Un film documentaire très riche en renseignements et qui rappelle, dès les premières images, l’objectif des Nations Unies d’éradiquer le SIDA avant 2030, avec un combat thérapeutique engagé depuis 35 ans maintenant. Il est clair que l’objectif ne sera pas atteint, faute de moyens financiers et faute d’une réelle volonté de gouvernance mondiale de la santé. Il est consternant d’apprendre que la Chine et les pays du Golfe ne contribuent aucunement au financement de ce programme et l’on évoque « un système global cassé, qui ne tient pas compte d’un droit à la préservation de la santé comme un droit de l’homme fondamental.» Une bonne santé est le privilège des riches, une santé précaire l’apanage des pauvres. Pour soutenir cette thèse Frédéric Chaudier, le réalisateur, mène ses enquêtes en Afrique du Sud, en Russie, en Inde, en Thaïlande, en Chine et aux États-Unis. Dans chacun de ces pays, nous rencontrons des problématiques distinctes en fonction de critères politiques, sociaux et culturels différents, et c’est l’étude de certaines spécificités de chacun de ces pays qui nous est montrée. Nous apprendrons qu’en Afrique du Sud, dans certaines communautés zouloues, 70% des habitants sont contaminés, les enfants sont considérés comme des citoyens de seconde classe et que le viol d’une vierge est considéré par certains hommes comme une manière de se protéger contre le Sida. Il y aurait 2,5 millions orphelins du SIDA. Le témoignage d’un juge atteint par la maladie montre qu’il dépensait 30% de son salaire pour se soigner et guérir. Le système de Santé Publique est défaillant et délaisse les pauvres.

En Chine dans la région du Hannan, région très pauvre, 5 ou 6 millions de chinois ont été contaminés en vendant leur sang à raison de 7 euros par litre.
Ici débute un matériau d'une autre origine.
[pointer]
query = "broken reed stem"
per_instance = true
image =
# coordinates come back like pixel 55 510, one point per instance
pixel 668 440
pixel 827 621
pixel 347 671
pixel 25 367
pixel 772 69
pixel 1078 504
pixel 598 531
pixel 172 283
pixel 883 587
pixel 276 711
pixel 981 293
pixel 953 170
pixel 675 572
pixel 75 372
Des dons effectués dans des conditions sanitaires déplorables, au début dans la méconnaissance des dangers encourus, mais par la suite avec un choix politique de « mettre le couvercle sur le ratage » et de continuer, la maladie étant considérée comme étant réservée aux populations décadentes occidentales et incapables ainsi de toucher le paysan chinois « propre ». Dans le culte de la croissance à tout prix le gouvernement s’intéresse aux 300 millions de chinois constituant les classes moyennes, on poursuit le grand bond en avant, comment faire une omelette sans casser des oeufs ? En Russie, d’autres populations à risque sont montrées, les travailleurs du sexe et les consommateurs de drogues. La méthadone, un médicament opioïde que l’on utilise pour soulager les douleurs graves et la dépendance aux opioïdes.présenté sous forme buvable ou de comprimé est illégale dans ce pays, ainsi on continue à partager des seringues et propager la maladie. La criminalisation s’ajoute à la stigmatisation des publics cibles. Certains experts interrogés parlent même de génocide voire de suicide, la rapacité des multinationales du médicament servant d’abord leurs actionnaires dans un élan capitaliste débridé, la déclaration de L’OMS en 1978 et son slogan « LA SANTE POUR TOUS » reste un vain mot.

Petite note optimiste pour clore la soirée, Mme Bisio, médecin du CEGGID a affirmé que les meilleurs médicaments actuellement disponibles sont accessibles partout, y compris dans les pays pauvres. Encore faut-il pouvoir les trouver.